Johnson earned her bachelor’s degree in English and a degree in secondary teaching, from Central College in Pella.
“I didn’t decide to become a teacher until I was in college,” says Johnson. “I pursued other paths, but the paths just kept leading me back to being a teacher.
“I also loved writing, and I had an excellent English teacher in high school who had a great influence on me.”
She spent her first 10 years in the profession teaching English to 7-12 graders in Essex, which is located in the southwest corner of Iowa. She then spent a year teaching in the ADM school district before making the move to Winterset.
Johnson said she has seen a lot of changes in education over her 17 years — mostly how technology has shaped teaching methods and the way students learn.
“When I began teaching,” says Johnson, “I know I was at least even or a little ahead of the students in terms of using technology. Now I work hard every day just to keep up with the students.”
Johnson says the way people communicate in today’s world has changed dramatically over the last few years because of technology.

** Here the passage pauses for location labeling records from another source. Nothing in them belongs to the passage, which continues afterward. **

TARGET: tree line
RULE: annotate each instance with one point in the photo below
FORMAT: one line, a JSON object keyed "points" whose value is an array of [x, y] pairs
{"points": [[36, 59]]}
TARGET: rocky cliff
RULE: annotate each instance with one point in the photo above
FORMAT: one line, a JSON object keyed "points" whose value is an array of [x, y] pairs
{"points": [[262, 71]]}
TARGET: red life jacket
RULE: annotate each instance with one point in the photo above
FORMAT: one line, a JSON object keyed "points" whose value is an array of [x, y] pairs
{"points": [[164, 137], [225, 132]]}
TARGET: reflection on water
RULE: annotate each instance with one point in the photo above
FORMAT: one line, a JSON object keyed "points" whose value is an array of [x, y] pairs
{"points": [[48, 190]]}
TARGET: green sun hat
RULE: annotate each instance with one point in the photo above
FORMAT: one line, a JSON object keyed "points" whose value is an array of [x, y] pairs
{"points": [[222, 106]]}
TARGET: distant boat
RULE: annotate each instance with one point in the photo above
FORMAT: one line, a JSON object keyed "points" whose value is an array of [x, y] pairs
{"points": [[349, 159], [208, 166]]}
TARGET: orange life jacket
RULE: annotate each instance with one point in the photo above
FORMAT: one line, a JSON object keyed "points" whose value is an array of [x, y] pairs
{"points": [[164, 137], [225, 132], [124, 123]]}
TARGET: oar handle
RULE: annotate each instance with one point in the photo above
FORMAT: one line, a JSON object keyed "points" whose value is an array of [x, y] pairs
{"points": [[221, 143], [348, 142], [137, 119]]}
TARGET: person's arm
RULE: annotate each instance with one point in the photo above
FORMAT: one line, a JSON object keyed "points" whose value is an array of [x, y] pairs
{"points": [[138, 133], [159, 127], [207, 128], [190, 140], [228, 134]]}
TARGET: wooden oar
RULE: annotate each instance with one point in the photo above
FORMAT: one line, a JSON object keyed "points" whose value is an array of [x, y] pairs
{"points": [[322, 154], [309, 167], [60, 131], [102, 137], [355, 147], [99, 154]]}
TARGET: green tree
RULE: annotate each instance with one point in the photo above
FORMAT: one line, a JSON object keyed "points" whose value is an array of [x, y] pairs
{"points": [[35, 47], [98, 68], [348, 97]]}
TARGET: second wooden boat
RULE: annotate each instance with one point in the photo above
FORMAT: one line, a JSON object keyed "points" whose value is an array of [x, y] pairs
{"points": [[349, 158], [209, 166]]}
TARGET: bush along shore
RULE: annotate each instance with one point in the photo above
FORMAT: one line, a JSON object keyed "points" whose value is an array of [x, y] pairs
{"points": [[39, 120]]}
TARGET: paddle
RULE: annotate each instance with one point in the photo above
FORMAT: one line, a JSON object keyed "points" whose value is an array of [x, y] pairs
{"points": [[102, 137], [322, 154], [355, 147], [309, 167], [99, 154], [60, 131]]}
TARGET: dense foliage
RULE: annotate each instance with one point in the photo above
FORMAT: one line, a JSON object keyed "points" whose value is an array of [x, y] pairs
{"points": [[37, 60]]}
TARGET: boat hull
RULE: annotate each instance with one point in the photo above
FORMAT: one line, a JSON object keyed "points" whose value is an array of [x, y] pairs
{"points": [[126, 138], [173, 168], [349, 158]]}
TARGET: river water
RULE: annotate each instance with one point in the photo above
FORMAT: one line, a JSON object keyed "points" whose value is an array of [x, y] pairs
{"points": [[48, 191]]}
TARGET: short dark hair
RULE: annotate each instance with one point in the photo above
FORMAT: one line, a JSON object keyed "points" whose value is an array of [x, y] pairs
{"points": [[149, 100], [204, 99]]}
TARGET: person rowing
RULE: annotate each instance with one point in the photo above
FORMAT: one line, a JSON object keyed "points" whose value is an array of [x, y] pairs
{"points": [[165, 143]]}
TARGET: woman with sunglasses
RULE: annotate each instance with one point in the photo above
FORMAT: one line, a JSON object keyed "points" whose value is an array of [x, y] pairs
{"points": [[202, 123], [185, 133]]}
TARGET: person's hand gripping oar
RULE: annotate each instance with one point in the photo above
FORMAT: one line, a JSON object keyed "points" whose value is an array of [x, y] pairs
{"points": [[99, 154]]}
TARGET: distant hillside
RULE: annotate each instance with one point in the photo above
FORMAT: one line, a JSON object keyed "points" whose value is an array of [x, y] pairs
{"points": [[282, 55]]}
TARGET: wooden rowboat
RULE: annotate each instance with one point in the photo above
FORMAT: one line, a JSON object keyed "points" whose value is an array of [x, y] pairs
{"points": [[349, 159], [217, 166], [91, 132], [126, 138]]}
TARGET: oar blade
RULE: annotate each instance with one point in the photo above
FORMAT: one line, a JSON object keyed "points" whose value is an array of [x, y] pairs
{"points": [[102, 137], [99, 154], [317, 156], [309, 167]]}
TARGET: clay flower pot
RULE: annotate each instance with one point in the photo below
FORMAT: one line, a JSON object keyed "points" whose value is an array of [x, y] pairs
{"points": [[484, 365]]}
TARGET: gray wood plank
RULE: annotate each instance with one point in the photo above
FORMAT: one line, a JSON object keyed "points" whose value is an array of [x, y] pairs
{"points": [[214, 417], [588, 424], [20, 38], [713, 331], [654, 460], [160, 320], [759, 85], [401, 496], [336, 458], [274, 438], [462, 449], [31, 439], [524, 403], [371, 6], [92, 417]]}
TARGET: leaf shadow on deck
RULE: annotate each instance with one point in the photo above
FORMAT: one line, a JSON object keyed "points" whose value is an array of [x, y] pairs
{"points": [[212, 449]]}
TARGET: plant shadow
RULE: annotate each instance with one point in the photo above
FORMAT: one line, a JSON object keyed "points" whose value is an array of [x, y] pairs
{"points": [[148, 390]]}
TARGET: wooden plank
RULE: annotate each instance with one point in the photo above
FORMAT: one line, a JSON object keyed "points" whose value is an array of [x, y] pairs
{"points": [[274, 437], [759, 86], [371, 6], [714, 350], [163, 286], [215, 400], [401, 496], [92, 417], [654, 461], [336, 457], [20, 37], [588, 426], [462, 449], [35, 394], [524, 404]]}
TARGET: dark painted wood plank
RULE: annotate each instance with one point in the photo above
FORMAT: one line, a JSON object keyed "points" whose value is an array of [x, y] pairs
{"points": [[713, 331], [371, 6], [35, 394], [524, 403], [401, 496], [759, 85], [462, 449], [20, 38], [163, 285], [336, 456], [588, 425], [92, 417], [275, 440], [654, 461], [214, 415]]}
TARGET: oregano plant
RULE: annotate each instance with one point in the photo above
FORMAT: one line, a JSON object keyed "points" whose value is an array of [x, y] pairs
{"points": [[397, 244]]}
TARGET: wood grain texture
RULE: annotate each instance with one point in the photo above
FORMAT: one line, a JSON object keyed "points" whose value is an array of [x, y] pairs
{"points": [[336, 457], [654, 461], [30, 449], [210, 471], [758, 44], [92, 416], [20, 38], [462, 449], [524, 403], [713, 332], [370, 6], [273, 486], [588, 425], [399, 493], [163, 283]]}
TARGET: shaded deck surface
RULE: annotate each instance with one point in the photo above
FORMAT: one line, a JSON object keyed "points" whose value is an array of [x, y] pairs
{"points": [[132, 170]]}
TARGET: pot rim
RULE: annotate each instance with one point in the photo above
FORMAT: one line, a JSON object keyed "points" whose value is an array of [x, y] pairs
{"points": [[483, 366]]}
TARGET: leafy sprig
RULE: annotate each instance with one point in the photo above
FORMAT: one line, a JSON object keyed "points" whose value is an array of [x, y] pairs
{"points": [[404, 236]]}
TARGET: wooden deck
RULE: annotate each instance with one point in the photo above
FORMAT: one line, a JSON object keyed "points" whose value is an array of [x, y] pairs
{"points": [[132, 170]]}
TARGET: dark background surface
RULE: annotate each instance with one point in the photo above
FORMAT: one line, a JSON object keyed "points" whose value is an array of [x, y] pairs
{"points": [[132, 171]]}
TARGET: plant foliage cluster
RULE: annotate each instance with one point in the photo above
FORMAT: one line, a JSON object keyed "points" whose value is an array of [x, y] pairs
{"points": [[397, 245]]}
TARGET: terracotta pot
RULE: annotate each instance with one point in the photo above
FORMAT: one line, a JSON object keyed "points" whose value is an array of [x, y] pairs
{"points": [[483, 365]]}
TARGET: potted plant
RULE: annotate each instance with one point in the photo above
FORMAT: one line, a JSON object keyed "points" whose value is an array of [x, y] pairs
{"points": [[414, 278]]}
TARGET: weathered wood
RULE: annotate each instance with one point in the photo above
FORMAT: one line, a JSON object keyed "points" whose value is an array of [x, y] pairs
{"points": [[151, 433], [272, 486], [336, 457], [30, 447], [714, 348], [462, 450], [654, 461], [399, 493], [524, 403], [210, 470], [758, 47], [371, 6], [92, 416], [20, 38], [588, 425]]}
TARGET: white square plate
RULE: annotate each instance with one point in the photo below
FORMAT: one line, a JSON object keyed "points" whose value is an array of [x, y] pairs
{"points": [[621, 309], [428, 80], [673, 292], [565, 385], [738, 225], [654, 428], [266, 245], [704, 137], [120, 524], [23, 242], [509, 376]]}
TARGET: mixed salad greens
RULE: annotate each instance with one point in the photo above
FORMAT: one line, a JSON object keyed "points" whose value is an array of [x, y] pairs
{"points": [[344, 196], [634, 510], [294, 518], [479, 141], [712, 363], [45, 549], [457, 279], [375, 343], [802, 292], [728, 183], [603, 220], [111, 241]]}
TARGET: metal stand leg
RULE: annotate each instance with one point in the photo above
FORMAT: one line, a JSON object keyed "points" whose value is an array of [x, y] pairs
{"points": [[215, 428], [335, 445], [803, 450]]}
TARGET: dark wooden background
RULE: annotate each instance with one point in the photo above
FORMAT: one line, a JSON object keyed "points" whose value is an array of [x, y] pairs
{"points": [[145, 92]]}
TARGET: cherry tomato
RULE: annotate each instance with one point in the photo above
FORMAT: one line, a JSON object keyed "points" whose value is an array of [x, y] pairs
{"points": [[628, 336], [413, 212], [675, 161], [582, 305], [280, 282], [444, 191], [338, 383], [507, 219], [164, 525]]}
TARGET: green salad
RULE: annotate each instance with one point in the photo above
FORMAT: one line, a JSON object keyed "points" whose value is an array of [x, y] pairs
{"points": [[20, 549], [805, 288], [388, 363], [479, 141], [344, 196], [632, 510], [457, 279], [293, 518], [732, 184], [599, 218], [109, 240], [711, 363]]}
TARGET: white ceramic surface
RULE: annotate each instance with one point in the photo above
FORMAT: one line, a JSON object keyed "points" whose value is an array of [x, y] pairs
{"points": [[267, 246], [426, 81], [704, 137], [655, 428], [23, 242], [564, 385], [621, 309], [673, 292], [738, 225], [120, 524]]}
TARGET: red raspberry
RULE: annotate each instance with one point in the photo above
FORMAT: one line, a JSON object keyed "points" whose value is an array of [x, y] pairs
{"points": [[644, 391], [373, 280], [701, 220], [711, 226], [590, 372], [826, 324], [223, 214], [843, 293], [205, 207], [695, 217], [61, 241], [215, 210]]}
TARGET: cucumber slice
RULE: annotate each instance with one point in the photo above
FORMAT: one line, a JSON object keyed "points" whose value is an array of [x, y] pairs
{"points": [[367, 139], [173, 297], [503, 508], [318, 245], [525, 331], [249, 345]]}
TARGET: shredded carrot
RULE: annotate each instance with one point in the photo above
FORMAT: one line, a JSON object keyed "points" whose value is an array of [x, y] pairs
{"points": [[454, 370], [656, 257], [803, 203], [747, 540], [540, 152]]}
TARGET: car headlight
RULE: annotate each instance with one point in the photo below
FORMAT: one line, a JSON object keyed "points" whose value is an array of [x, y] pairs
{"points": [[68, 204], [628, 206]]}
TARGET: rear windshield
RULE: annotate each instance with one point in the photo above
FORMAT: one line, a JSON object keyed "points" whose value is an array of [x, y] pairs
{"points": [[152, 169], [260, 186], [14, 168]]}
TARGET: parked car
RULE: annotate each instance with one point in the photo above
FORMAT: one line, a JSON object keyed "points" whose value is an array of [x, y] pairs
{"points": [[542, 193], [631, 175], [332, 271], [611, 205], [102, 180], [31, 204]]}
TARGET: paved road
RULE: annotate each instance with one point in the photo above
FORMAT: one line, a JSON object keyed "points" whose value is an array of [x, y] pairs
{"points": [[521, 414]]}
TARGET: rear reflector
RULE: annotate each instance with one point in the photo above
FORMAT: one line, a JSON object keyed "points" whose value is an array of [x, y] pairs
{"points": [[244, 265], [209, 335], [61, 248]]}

“It’s become more conversational communication instead of formal because of things such as texting,” she says. “I teach the students there is nothing wrong with texting, but there is a time and place to use that style as a method of communication.”
In addition to establishing a respectful rapport with her students, Johnson says students need to have guidance and need to know what is expected of them.
“They are at the age where they are still trying to find themselves, and they are starting to realize what potential they have,” she says. “My job is to help them reach their full potential. The best way I can think of to do that is simply be up front them and tell them my expectations.”
Johnson says one of the rewarding parts of her job is having former students keep in contact with her.
“I have had students send me their college papers to look over,” she says. “It means a lot to me that I made that kind of connection.”